By looking up several other prominent statisticians, I developed the family tree shown below.  It is by no means complete - Laplace has around 88,000 descendents recorded on the Mathematics Genealogy Project!  Nevertheless is gives an interesting insight into the relationships between a few of today's top statisticians.

As well as the Laplace family, the Newton family is also quite interesting, although somewhat more exclusive at a mere 12,200 recorded descendents.  There is a line directly from Newton to Fisher, as well as to Galton and Pearson.  And, every person on those lines studied / researched at the University of Cambridge.  This is quite different from the Laplace family who seem to have moved around a lot more. In the 20th century, the Newton family finally managed to break free from the Cambridge bubble.  The descendents of Fisher, Pearson and Galton are spread across the UK, and across the USA, and include Andrew Gelman (from the Galton branch).

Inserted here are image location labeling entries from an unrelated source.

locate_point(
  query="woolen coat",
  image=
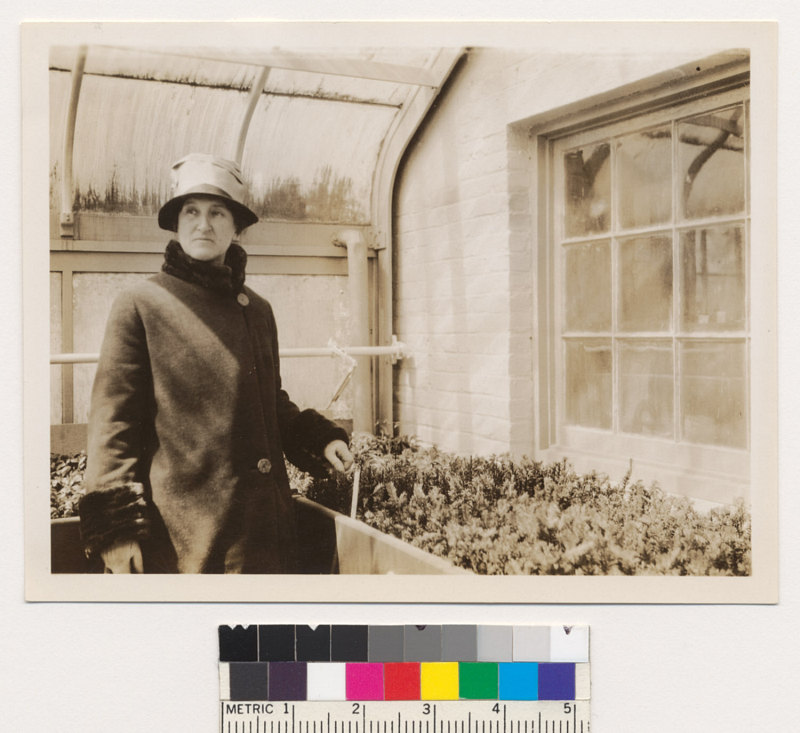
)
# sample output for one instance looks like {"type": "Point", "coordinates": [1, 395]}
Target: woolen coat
{"type": "Point", "coordinates": [189, 424]}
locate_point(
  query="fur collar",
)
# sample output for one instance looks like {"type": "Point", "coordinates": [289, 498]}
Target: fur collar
{"type": "Point", "coordinates": [227, 278]}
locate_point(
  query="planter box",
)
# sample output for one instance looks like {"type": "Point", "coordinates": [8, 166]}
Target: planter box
{"type": "Point", "coordinates": [331, 542]}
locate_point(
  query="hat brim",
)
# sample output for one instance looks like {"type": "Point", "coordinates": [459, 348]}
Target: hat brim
{"type": "Point", "coordinates": [168, 213]}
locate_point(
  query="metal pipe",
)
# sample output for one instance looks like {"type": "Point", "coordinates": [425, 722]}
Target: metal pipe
{"type": "Point", "coordinates": [255, 95]}
{"type": "Point", "coordinates": [358, 286]}
{"type": "Point", "coordinates": [397, 350]}
{"type": "Point", "coordinates": [66, 219]}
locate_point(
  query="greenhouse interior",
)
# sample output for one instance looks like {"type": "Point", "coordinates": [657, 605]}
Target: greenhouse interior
{"type": "Point", "coordinates": [535, 262]}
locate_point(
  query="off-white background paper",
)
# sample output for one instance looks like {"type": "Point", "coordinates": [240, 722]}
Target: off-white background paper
{"type": "Point", "coordinates": [142, 667]}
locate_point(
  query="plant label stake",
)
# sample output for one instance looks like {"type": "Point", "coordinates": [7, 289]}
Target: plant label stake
{"type": "Point", "coordinates": [354, 501]}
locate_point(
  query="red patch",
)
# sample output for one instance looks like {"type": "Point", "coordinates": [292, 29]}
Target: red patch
{"type": "Point", "coordinates": [401, 680]}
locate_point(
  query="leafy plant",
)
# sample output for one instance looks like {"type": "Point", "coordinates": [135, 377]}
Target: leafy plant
{"type": "Point", "coordinates": [496, 515]}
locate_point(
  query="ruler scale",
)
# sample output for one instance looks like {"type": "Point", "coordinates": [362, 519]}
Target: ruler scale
{"type": "Point", "coordinates": [543, 716]}
{"type": "Point", "coordinates": [412, 679]}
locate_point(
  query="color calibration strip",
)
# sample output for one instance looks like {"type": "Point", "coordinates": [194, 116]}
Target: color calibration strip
{"type": "Point", "coordinates": [404, 663]}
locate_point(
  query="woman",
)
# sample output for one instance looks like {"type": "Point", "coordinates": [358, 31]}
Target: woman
{"type": "Point", "coordinates": [188, 424]}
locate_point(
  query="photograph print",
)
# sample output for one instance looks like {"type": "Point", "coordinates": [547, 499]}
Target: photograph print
{"type": "Point", "coordinates": [485, 307]}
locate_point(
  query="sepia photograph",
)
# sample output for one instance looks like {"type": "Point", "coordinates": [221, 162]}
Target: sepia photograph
{"type": "Point", "coordinates": [379, 306]}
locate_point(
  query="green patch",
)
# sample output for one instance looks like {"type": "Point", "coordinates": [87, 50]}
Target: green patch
{"type": "Point", "coordinates": [477, 680]}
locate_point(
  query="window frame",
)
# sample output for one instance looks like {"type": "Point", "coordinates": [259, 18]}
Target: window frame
{"type": "Point", "coordinates": [646, 104]}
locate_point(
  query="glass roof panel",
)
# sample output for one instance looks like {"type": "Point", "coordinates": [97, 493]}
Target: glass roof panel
{"type": "Point", "coordinates": [312, 145]}
{"type": "Point", "coordinates": [128, 132]}
{"type": "Point", "coordinates": [312, 160]}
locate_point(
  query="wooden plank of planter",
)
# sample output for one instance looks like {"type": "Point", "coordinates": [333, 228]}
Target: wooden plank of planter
{"type": "Point", "coordinates": [364, 550]}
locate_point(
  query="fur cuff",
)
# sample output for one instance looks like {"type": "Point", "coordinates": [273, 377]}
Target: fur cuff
{"type": "Point", "coordinates": [308, 437]}
{"type": "Point", "coordinates": [115, 514]}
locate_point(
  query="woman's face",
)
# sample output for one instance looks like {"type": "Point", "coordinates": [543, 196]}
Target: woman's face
{"type": "Point", "coordinates": [206, 228]}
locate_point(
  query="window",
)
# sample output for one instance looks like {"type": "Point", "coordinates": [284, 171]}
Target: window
{"type": "Point", "coordinates": [650, 237]}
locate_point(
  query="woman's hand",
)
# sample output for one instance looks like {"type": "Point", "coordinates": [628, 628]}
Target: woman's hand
{"type": "Point", "coordinates": [123, 557]}
{"type": "Point", "coordinates": [338, 455]}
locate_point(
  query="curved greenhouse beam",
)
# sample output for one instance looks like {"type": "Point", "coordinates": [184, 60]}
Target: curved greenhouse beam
{"type": "Point", "coordinates": [394, 145]}
{"type": "Point", "coordinates": [255, 95]}
{"type": "Point", "coordinates": [356, 68]}
{"type": "Point", "coordinates": [66, 220]}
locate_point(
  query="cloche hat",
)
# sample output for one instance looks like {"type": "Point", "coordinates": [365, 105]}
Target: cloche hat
{"type": "Point", "coordinates": [198, 173]}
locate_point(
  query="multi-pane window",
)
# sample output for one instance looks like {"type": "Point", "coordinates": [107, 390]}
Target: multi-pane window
{"type": "Point", "coordinates": [651, 242]}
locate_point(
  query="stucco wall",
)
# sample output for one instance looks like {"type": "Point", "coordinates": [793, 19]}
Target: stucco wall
{"type": "Point", "coordinates": [464, 245]}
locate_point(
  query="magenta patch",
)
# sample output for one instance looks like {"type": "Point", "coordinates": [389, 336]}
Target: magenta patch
{"type": "Point", "coordinates": [364, 681]}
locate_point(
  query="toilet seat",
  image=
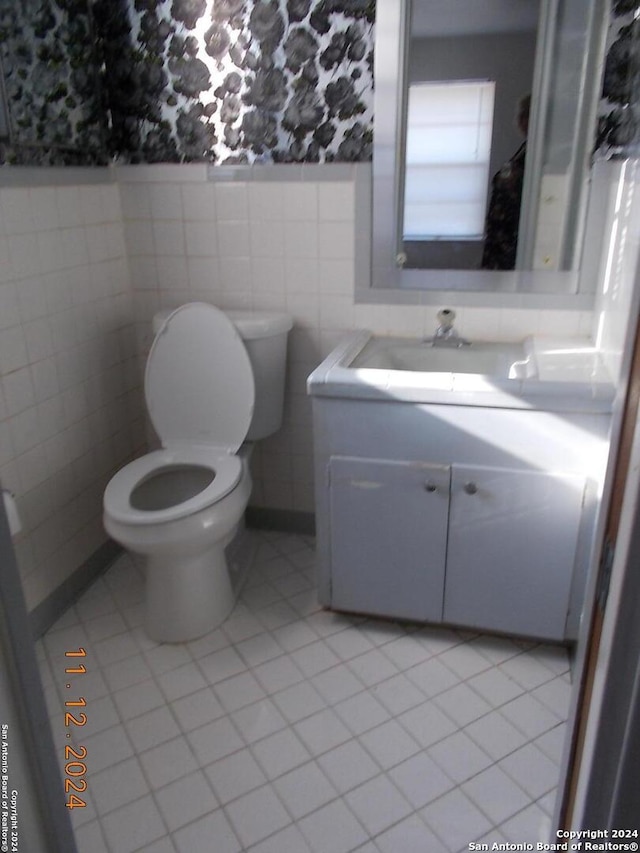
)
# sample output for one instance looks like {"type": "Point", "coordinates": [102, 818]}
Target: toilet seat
{"type": "Point", "coordinates": [198, 381]}
{"type": "Point", "coordinates": [117, 497]}
{"type": "Point", "coordinates": [200, 394]}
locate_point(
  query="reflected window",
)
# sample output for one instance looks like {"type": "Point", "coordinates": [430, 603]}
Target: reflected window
{"type": "Point", "coordinates": [448, 148]}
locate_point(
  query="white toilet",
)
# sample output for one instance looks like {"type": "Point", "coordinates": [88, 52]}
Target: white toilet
{"type": "Point", "coordinates": [207, 391]}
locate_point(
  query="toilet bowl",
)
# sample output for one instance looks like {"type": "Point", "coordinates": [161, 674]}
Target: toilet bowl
{"type": "Point", "coordinates": [180, 506]}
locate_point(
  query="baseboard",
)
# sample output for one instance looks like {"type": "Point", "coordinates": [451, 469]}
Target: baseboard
{"type": "Point", "coordinates": [45, 614]}
{"type": "Point", "coordinates": [286, 520]}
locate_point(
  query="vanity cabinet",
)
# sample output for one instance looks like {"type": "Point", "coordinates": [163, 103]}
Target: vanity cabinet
{"type": "Point", "coordinates": [479, 518]}
{"type": "Point", "coordinates": [468, 545]}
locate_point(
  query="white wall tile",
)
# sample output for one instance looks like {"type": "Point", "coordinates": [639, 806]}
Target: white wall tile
{"type": "Point", "coordinates": [62, 263]}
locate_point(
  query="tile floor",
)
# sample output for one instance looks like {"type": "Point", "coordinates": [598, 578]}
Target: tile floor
{"type": "Point", "coordinates": [297, 730]}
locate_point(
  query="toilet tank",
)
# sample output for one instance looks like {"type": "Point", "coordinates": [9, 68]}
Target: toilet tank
{"type": "Point", "coordinates": [264, 334]}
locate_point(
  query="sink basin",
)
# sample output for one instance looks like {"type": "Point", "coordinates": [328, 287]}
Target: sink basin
{"type": "Point", "coordinates": [508, 361]}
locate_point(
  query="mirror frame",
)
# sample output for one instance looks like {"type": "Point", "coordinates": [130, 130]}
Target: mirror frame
{"type": "Point", "coordinates": [378, 277]}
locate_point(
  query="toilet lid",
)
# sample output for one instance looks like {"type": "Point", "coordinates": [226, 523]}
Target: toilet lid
{"type": "Point", "coordinates": [199, 382]}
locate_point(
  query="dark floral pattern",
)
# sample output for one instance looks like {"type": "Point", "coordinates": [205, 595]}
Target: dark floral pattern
{"type": "Point", "coordinates": [226, 81]}
{"type": "Point", "coordinates": [618, 132]}
{"type": "Point", "coordinates": [229, 81]}
{"type": "Point", "coordinates": [51, 79]}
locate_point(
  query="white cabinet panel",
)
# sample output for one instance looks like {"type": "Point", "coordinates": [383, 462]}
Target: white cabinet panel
{"type": "Point", "coordinates": [388, 529]}
{"type": "Point", "coordinates": [512, 545]}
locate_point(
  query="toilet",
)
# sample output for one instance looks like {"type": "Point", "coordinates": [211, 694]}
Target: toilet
{"type": "Point", "coordinates": [212, 382]}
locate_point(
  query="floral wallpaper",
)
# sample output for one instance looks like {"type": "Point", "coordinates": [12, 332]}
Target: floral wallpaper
{"type": "Point", "coordinates": [238, 81]}
{"type": "Point", "coordinates": [619, 114]}
{"type": "Point", "coordinates": [50, 75]}
{"type": "Point", "coordinates": [223, 81]}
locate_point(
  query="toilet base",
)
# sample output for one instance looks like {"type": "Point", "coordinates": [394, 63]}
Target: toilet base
{"type": "Point", "coordinates": [186, 604]}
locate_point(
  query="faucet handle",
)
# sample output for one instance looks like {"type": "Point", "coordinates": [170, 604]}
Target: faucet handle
{"type": "Point", "coordinates": [446, 316]}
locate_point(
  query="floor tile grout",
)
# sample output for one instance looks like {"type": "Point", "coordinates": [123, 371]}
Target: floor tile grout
{"type": "Point", "coordinates": [241, 645]}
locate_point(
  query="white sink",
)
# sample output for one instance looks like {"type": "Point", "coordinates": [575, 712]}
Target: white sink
{"type": "Point", "coordinates": [507, 361]}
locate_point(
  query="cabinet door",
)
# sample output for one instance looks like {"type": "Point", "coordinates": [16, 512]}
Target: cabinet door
{"type": "Point", "coordinates": [388, 537]}
{"type": "Point", "coordinates": [512, 543]}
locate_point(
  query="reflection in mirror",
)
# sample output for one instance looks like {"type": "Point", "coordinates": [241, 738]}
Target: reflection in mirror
{"type": "Point", "coordinates": [466, 75]}
{"type": "Point", "coordinates": [451, 117]}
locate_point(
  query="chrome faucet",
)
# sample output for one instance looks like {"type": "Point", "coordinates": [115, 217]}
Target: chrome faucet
{"type": "Point", "coordinates": [446, 335]}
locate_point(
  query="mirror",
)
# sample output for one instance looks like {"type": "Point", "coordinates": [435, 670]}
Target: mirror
{"type": "Point", "coordinates": [458, 67]}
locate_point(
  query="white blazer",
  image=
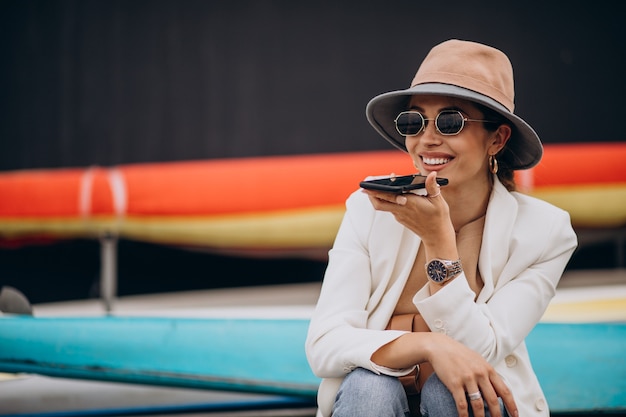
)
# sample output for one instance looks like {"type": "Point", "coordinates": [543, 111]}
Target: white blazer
{"type": "Point", "coordinates": [526, 246]}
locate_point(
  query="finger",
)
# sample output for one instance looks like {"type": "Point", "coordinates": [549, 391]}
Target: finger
{"type": "Point", "coordinates": [431, 185]}
{"type": "Point", "coordinates": [401, 200]}
{"type": "Point", "coordinates": [460, 400]}
{"type": "Point", "coordinates": [476, 402]}
{"type": "Point", "coordinates": [503, 391]}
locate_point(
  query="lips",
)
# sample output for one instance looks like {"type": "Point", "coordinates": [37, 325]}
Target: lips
{"type": "Point", "coordinates": [435, 161]}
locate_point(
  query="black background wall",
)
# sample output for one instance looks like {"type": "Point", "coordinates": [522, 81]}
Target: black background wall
{"type": "Point", "coordinates": [94, 82]}
{"type": "Point", "coordinates": [86, 82]}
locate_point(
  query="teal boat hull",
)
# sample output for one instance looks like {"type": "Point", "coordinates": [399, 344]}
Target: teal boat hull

Similarly to finding out about my biological family, I have found it quite fascinating and humbling to find out more about my academic family - where I come from and who I am related to.  It is also tantalizing in the sense that the there is so much information not recorded in the Mathematics Genealogy Project.   Laplace is only recorded as having one student and Newton only two - surely they must have had direct influence on a much greater number of people!?  And there also no information about post-PhD collaborations.  For example, on Herbert Scarf's wikipedia page, it says that he travelled between Bell Labs and Princeton every day in the summer of 1953 with John Tukey.  So does that make Tukey an adopted member of the Laplace family, and a great-great-great Uncle of me?  It seems we are all more closely related than we might think.